Whitney began working in local body shops after dropping out of high school following his junior year. After taking classes at Washtenaw Community College and eventually becoming the owner of three body shops in Ann Arbor - two Whitney's Collision Centers and Dusty's Collision - Whitney set his sights on more.
He never lost sight of the importance of dealing with people fairly and honestly.
It's one of the lessons Rick Fischer, the owner of Fischer Honda in Ypsilanti, tried to convey on a kid who sometimes angered Fischer for charging too much to mow his lawn. But in Whitney, Fischer saw a kid who was willing to work.
That led Fisher to loan Whitney $25,000 to start his first small body shop in Depot Town.
"He doesn't have an ego that's blown out of shape, he makes good decisions and he treats he people well," Fischer said Saturday. "So I never worried about the kid. I tried to give him some advice about what to pay attention to, but he's come through all of this.
"Just think of where he could be in five or 10 years.
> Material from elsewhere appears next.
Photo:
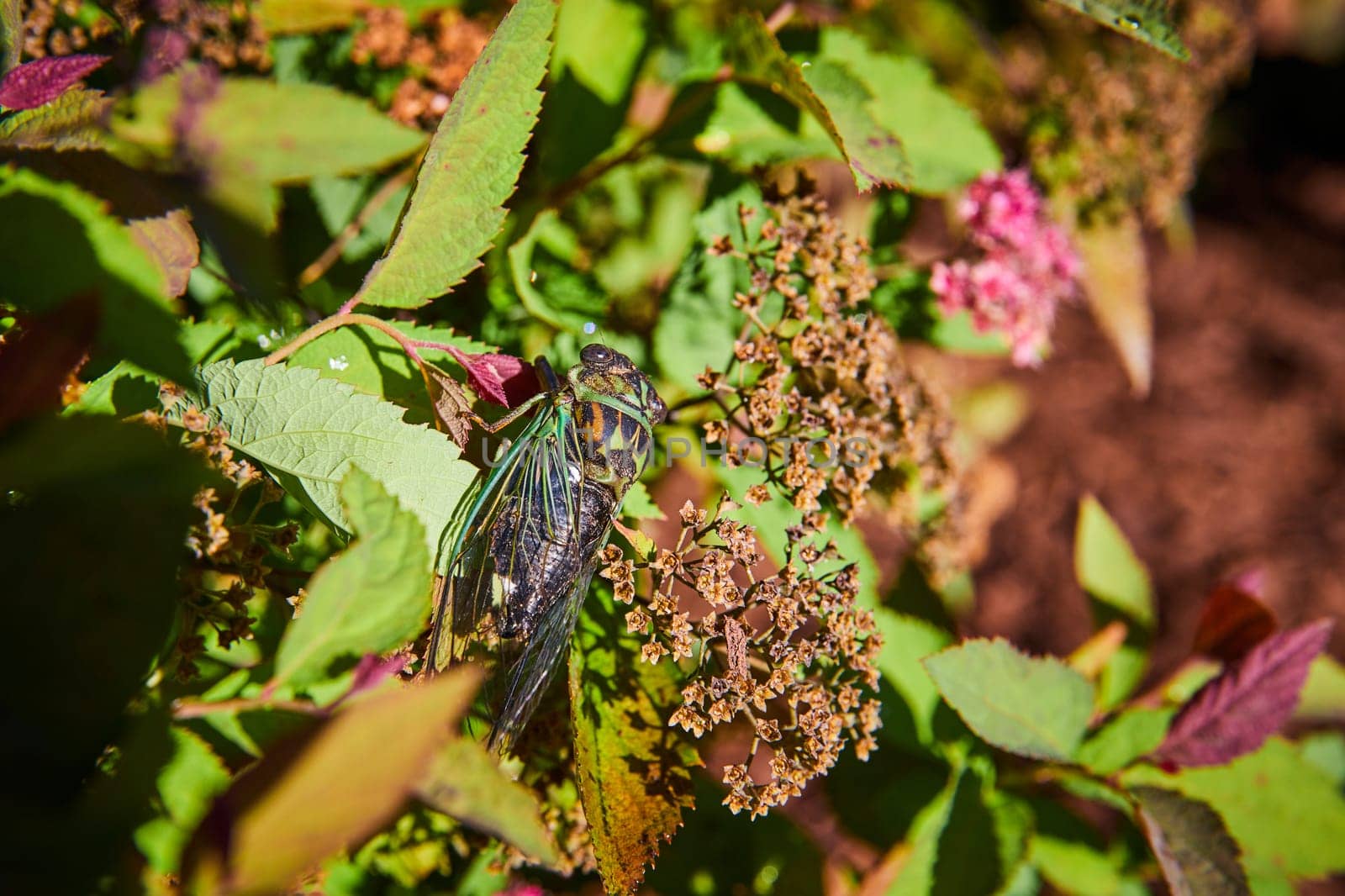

I don't think it's unrealistic to think that he could be on the same trajectory as Roger Penske some day. It's all pretty incredible."
After cutting his teeth as an owner in the Nationwide Series, Whitney jumped up to NASCAR's top level last year. He started small, purchasing equipment from other owners, including Richard Childress Racing and Ray Evernham, learning with every step he took.
He went through his share of growing pains, qualifying on some weekends and leaving early before race day on others. He found a capable driver in J.J. Yeley, who will drive the same No. 46 Chevrolet the Whitney Motorsports team finished last season in.
As much as the goal was to begin the season by qualifying for Daytona, Whitney wasn't willing to go overboard in his efforts.
Whitney said he used a smaller motor program than many of his fellow owners, a move he knew would make it difficult for Yeley to qualify. But after finishing 17th in the first Gatorade duel race last weekend, Yeley grabbed one of the final transfer spots for today's Great American Race.
"That's just how I have always done all of my businesses - I start them out on less money, we work hard and we work smart and at the end of the day, it just works out," he said. "So I didn't want to spend most of my money for the year on just Daytona because it's just one race."
For Yeley, qualifying while working for an owner committed to doing things right, made the entry into today's race even sweeter. Yeley will begin 33rd in the 43-car field.
After the Whitney Motorsports entry crashed during one of the 150-mile Daytona qualifying races last year, Whitney believed crew chief Tony Furr made enough improvements to give Yeley a shot last weekend -Â even while running as an underdog.
"Taking a brand-new team with new equipment, less horsepower and going out here and running well, I hope is opening eyes," Yeley told reporters this week. "To start as late as we did, to make the Daytona 500 based on racing our way is a big accomplishment."
At the center of it all is Whitney, who always followed racing even before getting into the business himself. So today, he will show up for another day of work beginning his second year in the Sprint Cup series, thankful for what he has and where he has come from. Although this is only one race, he knows, Daytona is special.
"It will kind of take a moment to sink in for sure," Whitney said. "There's going to be a couple hundred thousand people there, so you've never been in a place where there's that many people at one time. So it's a pretty big deal, and I'm looking forward to it.
"Hopefully, we can have a good day in the race and hopefully have some luck on our side. I think we've got a good enough car to stay there and run strong all day."